How can these hurdles be overcome? One option is to not merely envisage medical devices as a machine – but appreciate they’ll be used by flesh-and-blood patients. As Rabbani puts it: “That’s why you always need a biologist on board when you’re designing medical devices.” Notwithstanding the relative adaptability of platforms like the Accel-Heal Solo, designed to combat pressure ulcers, diabetic foot ulcers and more, another option involves building electrical therapy around specific wound types. Dr Michael Powner, the other co-lead of the 3T Group, gives the example of venous ulcers. “These are one kind of ulcer, a wound, that we can target. Finding the parameters for one type of ulcer is then a starting point to treat other ulcer types,” he says, adding all injuries of this sort primarily affect the epithelial cells, and the tissue just below, on the surface of the body.

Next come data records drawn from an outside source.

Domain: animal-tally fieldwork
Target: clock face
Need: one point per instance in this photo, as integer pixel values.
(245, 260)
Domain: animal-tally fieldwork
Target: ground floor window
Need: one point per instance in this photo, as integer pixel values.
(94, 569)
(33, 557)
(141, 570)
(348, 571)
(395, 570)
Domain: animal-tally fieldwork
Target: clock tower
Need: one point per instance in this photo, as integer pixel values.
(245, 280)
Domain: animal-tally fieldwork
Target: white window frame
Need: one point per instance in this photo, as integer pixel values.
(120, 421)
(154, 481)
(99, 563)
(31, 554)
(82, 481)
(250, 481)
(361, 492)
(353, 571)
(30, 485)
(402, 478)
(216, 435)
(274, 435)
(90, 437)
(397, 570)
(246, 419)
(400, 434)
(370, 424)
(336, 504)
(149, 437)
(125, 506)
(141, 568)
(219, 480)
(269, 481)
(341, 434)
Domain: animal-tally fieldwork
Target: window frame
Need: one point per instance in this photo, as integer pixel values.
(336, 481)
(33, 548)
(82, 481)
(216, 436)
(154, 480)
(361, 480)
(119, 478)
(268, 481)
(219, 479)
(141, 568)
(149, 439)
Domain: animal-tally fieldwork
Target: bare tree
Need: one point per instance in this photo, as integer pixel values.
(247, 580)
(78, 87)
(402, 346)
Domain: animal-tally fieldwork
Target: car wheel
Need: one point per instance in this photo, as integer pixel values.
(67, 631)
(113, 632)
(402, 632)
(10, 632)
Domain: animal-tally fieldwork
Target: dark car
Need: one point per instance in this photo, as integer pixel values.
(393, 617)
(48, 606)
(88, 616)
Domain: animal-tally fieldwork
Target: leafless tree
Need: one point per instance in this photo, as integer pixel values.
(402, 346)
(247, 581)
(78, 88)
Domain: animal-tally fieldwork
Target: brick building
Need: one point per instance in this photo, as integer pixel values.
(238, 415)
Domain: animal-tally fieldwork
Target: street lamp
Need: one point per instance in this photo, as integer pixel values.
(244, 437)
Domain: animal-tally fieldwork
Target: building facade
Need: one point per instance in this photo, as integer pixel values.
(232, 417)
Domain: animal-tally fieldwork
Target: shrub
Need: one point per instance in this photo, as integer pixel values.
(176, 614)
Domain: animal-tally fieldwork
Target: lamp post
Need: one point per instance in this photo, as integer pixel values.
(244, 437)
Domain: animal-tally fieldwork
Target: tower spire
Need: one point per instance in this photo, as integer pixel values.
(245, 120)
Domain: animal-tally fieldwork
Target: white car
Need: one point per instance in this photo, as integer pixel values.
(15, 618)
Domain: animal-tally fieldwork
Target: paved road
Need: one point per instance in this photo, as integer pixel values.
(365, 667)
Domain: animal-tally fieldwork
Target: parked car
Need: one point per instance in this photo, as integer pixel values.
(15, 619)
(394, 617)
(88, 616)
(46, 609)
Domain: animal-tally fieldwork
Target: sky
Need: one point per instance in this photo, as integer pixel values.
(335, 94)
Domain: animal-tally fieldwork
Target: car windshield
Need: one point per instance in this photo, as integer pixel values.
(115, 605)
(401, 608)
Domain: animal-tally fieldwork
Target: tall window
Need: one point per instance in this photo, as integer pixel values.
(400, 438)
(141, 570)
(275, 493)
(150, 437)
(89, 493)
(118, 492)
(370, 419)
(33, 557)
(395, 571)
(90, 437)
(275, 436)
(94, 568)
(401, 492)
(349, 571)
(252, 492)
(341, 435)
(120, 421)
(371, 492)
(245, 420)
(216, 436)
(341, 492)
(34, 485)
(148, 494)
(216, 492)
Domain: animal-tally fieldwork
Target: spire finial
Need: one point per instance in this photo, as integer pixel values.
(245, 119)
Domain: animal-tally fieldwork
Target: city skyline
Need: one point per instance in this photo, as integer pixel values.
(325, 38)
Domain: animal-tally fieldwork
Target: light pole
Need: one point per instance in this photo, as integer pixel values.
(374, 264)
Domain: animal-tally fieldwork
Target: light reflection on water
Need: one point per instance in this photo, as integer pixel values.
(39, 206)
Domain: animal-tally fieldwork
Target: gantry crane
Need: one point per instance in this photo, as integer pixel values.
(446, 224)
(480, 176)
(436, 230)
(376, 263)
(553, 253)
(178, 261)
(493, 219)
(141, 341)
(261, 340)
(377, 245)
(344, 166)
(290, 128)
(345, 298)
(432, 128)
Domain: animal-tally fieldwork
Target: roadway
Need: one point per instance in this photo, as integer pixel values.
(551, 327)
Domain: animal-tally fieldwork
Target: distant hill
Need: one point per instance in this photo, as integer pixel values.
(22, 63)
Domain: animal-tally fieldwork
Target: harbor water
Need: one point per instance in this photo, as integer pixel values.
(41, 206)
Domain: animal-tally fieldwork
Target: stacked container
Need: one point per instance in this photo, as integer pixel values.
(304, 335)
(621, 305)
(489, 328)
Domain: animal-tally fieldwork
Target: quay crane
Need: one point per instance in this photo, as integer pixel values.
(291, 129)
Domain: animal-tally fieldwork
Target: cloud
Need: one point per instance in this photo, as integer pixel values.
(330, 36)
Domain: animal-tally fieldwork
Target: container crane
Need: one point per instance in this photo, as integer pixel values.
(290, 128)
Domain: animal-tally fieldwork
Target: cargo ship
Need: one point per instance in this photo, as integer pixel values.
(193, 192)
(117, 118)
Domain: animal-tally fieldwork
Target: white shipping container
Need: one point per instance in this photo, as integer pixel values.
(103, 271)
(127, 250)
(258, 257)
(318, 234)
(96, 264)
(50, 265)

What’s not in doubt, is that demand for such treatments will rise. Demographically, it’s a near certainty, with data in the UK’s General Practice Research Database showing venous leg ulcers are as much as four times more likely to form in patients over 80 than slightly younger cousins. No wonder insiders expect the market for dynamic electrical stimulation to grow. “I think it’s very important,” says Martin, “to evaluate newer technologies that can be applied at relatively low cost to patients in their own homes – without needing specialist intervention.” Considering both the need for effective chronic wound treatment, and the potential of electrical stimulation as a solution, it’s hard to disagree.